I tried setting allow_anonymous to true and removed the credentials from the Home Assistant configuration.yml file.

And voila, it worked. So like you said, it must be something regarding my password. Which got me looking into how the mosquitto_passwd command actually generates the encoded password.

I found out that it uses bcrypt and that was where it hit me. I generated the password outside of the container, which means it would most like have used a different salt than inside the Docker container.

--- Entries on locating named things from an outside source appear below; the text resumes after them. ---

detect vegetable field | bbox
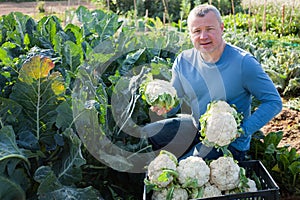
[0,0,300,200]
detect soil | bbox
[0,0,300,153]
[0,0,96,16]
[261,107,300,154]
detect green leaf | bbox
[0,176,26,200]
[34,166,100,200]
[34,166,63,195]
[0,97,22,125]
[19,56,54,84]
[0,126,30,166]
[39,186,103,200]
[62,40,83,72]
[56,101,73,130]
[10,56,65,149]
[53,129,86,185]
[289,161,300,176]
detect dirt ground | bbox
[0,0,300,153]
[0,0,96,15]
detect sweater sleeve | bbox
[242,55,282,136]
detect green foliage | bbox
[0,1,300,199]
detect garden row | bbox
[0,7,300,199]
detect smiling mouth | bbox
[200,42,211,46]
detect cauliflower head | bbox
[177,156,210,188]
[209,156,240,191]
[208,101,237,114]
[199,101,242,147]
[205,112,238,147]
[151,187,189,200]
[245,178,257,192]
[148,151,178,187]
[202,182,222,198]
[140,79,179,110]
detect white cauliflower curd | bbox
[199,101,242,147]
[148,151,178,187]
[177,156,210,188]
[209,156,240,191]
[151,187,189,200]
[202,182,222,198]
[208,101,237,114]
[139,77,179,110]
[245,178,257,192]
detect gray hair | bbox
[187,4,223,25]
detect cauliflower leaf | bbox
[139,75,179,110]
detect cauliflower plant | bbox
[199,101,242,147]
[177,156,210,188]
[202,182,222,198]
[151,187,189,200]
[140,77,179,110]
[245,178,257,192]
[209,156,240,191]
[147,150,178,187]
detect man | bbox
[145,5,282,160]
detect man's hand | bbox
[150,106,170,116]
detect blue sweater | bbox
[171,44,282,151]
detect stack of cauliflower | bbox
[199,100,243,148]
[145,150,257,200]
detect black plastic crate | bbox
[143,160,280,200]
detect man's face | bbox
[189,12,224,54]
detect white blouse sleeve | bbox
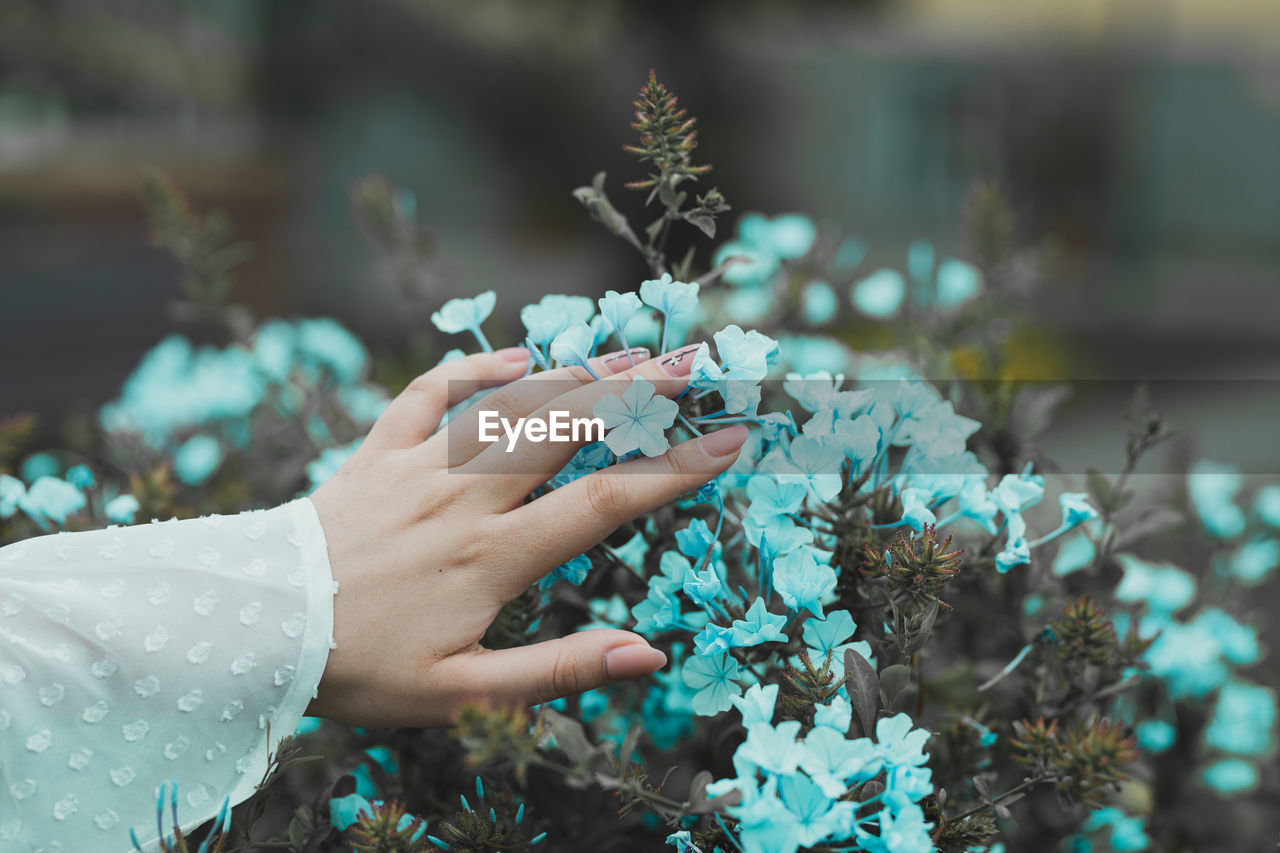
[0,498,337,853]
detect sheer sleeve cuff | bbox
[0,498,337,853]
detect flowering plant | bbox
[0,69,1280,853]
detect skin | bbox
[307,347,748,726]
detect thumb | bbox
[454,629,667,704]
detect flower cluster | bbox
[0,69,1280,853]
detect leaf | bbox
[686,770,716,811]
[881,663,911,711]
[573,172,640,248]
[845,648,879,738]
[900,598,941,657]
[858,780,884,803]
[685,214,716,240]
[658,178,685,210]
[685,770,742,815]
[1010,386,1071,439]
[1085,467,1115,511]
[1116,506,1187,548]
[618,726,644,766]
[544,708,596,765]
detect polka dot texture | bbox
[0,498,334,853]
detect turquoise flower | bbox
[19,453,63,483]
[1187,461,1244,539]
[804,610,858,658]
[901,489,937,532]
[684,563,723,607]
[1204,681,1276,757]
[173,434,223,485]
[676,519,716,560]
[800,724,882,797]
[297,315,366,382]
[768,435,845,503]
[773,548,836,619]
[1133,720,1178,753]
[1253,484,1280,528]
[1052,533,1097,578]
[631,584,681,635]
[99,336,269,450]
[640,273,699,316]
[800,280,840,325]
[667,830,703,853]
[732,684,778,726]
[778,774,855,847]
[680,654,747,712]
[1201,758,1258,794]
[714,325,778,382]
[104,494,141,524]
[689,343,724,391]
[640,273,698,352]
[733,720,806,775]
[733,597,787,647]
[1226,539,1280,587]
[593,377,680,456]
[329,794,374,833]
[876,713,929,767]
[18,476,86,524]
[849,268,906,320]
[520,293,595,348]
[991,471,1044,515]
[431,291,498,352]
[596,291,641,340]
[828,415,883,476]
[858,804,936,853]
[1080,806,1151,853]
[813,696,855,736]
[1142,608,1262,699]
[933,257,982,310]
[694,622,733,657]
[538,553,591,589]
[996,537,1032,575]
[0,474,27,519]
[884,758,936,812]
[746,474,806,519]
[63,465,93,492]
[307,441,360,491]
[1115,553,1196,616]
[550,323,599,371]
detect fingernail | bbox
[494,347,529,361]
[604,347,649,373]
[698,424,748,459]
[658,343,701,377]
[604,643,667,681]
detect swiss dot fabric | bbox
[0,498,335,853]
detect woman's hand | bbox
[307,347,746,726]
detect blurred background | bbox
[0,0,1280,473]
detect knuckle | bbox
[549,649,580,697]
[404,371,443,400]
[667,447,700,476]
[585,473,627,517]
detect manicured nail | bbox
[494,347,529,361]
[698,424,748,459]
[604,347,649,373]
[604,643,667,681]
[658,343,701,377]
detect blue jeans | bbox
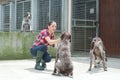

I jumped into the running container, executed the mosquitto_passwd command to generate a new password.

And eureka now Home Assistant successfully connect with username and password!

Thanks for all the help and suggestions!!

Happy new year!

finity · January 1, 2019, 8:38pm

I run HA in Docker and I have two instances of MQTT brokers running: one outside of Docker directly on the host machine that I used before my old venv days and one in a container using the eclipse-mosquitto image.

I also have two HA instances running in separate Docker containers and each is connected to one of the MQTT brokers.

I don’t remember ever having to go into the container to generate the passwords to get them to connect. They pretty much just worked as soon as I set them up.

backslashv · August 31, 2022, 5:27am

Precisely my issue. For me, the HA integration was able to connect but my router wasn’t. Changed the password and that also connected fine. Thanks a lot.